E’ impressionato dalla figura dell’assistito. Dice che non pensa in termini istituzionali, giuridici, che il suo ragionare ha un fondo epistemologico, rivoluzionario. Gli avevano arrestato la figlia con accuse vaghe, si sentiva perseguitato, nega sdegnato ogni accusa di corruzione.

Precisa, però, che la detenzione di Castillo è arbitraria. “La sua – secondo Croxatto e numerosi altri avvocati – è una precisa infrazione costituzionale”. Non necessariamente un colpo di stato, per il quale mancavano le condizioni materiali. Castillo non aveva neppure preso il benché minimo contatto con i comandi delle Forze Armate. Né disponeva di alcun gruppo d’azione.

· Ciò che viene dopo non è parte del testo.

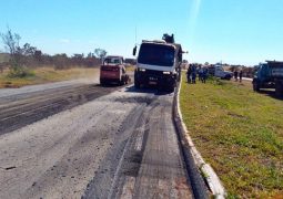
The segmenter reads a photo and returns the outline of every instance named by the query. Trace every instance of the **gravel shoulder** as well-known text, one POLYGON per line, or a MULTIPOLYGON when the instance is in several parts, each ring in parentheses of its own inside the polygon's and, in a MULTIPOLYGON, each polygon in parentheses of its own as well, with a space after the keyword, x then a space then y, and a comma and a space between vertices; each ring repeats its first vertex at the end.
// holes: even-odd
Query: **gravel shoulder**
POLYGON ((0 135, 0 198, 192 198, 172 101, 129 86, 0 135))

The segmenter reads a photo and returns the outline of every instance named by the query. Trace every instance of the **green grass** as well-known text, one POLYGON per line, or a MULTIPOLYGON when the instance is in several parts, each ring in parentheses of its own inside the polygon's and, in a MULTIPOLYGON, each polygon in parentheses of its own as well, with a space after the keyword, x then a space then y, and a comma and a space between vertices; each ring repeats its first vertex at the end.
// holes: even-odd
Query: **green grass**
POLYGON ((38 67, 30 72, 32 75, 24 77, 10 77, 9 71, 0 73, 0 88, 21 87, 24 85, 43 84, 73 78, 93 78, 99 69, 73 67, 69 70, 54 70, 53 67, 38 67))
POLYGON ((184 123, 229 198, 282 198, 283 101, 254 93, 251 83, 184 78, 184 123))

Ne è una dimostrazione anche la forza compatta della repressione subita dalle decine di migliaia di manifestanti tutti disarmati scesi a protestare per le strade contro l’insediamento del nuovo governo. Lo stesso sistema giuridico peruviano prevede in queste circostanze un processo di cui sarebbero state già violate le garanzie. Puntualizza Croxatto: “E’ stata usata una figura penale servita nei secoli a criminalizzare gli indigeni e al Congresso mancano tre voti dei 104 richiesti per interdire Castillo”.

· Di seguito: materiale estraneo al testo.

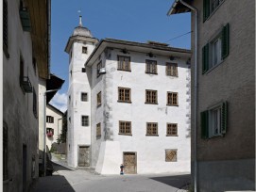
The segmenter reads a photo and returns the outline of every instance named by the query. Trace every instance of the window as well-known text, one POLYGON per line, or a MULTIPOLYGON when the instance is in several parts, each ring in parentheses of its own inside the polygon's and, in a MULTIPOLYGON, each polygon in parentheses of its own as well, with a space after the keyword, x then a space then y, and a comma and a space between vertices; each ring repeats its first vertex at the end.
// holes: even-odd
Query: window
POLYGON ((158 104, 158 91, 145 90, 145 104, 158 104))
POLYGON ((96 136, 101 136, 101 127, 100 122, 96 125, 96 136))
POLYGON ((8 126, 4 122, 3 123, 3 181, 8 180, 8 126))
POLYGON ((87 54, 87 47, 82 47, 82 53, 87 54))
POLYGON ((100 61, 100 62, 97 64, 97 77, 100 75, 99 71, 100 71, 101 68, 102 68, 102 62, 100 61))
POLYGON ((89 116, 82 116, 82 126, 89 126, 89 116))
POLYGON ((82 92, 81 93, 81 101, 82 102, 88 102, 87 92, 82 92))
POLYGON ((167 76, 178 76, 178 64, 177 63, 166 63, 166 75, 167 76))
POLYGON ((118 60, 118 70, 130 72, 130 57, 124 56, 117 56, 118 60))
POLYGON ((118 102, 131 103, 130 88, 118 88, 118 102))
POLYGON ((34 113, 34 116, 37 118, 37 115, 38 115, 38 109, 37 109, 37 93, 36 93, 34 88, 33 88, 33 113, 34 113))
POLYGON ((157 61, 145 60, 145 73, 157 74, 157 61))
POLYGON ((52 116, 46 116, 46 122, 48 122, 48 123, 54 123, 54 117, 52 117, 52 116))
POLYGON ((178 92, 167 92, 167 105, 178 105, 178 92))
POLYGON ((224 102, 201 112, 201 137, 211 138, 227 132, 228 103, 224 102))
POLYGON ((165 161, 176 162, 177 161, 177 150, 165 150, 165 161))
POLYGON ((203 22, 221 5, 224 0, 204 0, 203 1, 203 22))
POLYGON ((101 91, 97 94, 97 106, 101 104, 101 91))
POLYGON ((202 73, 221 63, 229 56, 229 24, 222 27, 209 43, 202 48, 202 73))
POLYGON ((146 122, 146 136, 158 136, 157 122, 146 122))
POLYGON ((178 124, 167 123, 166 136, 178 136, 178 124))
POLYGON ((119 134, 131 135, 131 122, 119 120, 119 134))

Un’ultima coincidenza temporale suscita ulteriori sospetti. In questo 2023 stanno per venire a scadenza le concessioni trentennali per lo sfruttamento delle immense ricchezze naturali del Perù (metalli preziosi, terre rare, petrolio, peschiere, turismo) decretate nel corso della presidenza Fujimori. Il presidente deposto si era affrettato a far sapere che non le avrebbe rinnovate, senza prima un’adeguata indagine di mercato che chiarisse opportunità e congruità dei contratti rispetto alle condizioni internazionali di mercato.

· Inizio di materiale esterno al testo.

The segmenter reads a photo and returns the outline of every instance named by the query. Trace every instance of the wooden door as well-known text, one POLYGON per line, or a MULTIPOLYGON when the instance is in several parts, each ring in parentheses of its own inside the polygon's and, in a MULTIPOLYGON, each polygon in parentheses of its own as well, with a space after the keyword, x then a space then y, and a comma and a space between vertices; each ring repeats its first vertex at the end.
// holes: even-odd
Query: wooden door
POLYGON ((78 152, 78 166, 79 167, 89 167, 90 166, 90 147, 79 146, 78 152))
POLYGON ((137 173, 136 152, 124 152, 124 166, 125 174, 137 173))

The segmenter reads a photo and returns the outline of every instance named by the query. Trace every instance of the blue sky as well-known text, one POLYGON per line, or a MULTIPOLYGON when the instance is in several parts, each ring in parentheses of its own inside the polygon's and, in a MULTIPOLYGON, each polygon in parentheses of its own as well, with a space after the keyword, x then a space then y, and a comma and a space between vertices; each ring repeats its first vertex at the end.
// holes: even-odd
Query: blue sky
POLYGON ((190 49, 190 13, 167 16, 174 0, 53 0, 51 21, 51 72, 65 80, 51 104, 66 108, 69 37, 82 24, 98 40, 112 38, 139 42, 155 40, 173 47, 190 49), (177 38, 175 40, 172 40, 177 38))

Nei giorni scorsi, chiamato a presentare agli studenti della californiana Stanford University l’attualità sudamericana, vi ha fatto cenno il presidente della Colombia, Gustavo Petro: ”In via di principio non intervengo sulle situazioni specifiche interne d’altri paesi. Ma visto che mi ha dichiarato persona non grata, faccio un’eccezione: il presidente Castillo era stato messo sotto assedio da un Congresso in cui agiva una classe politica corrotta”.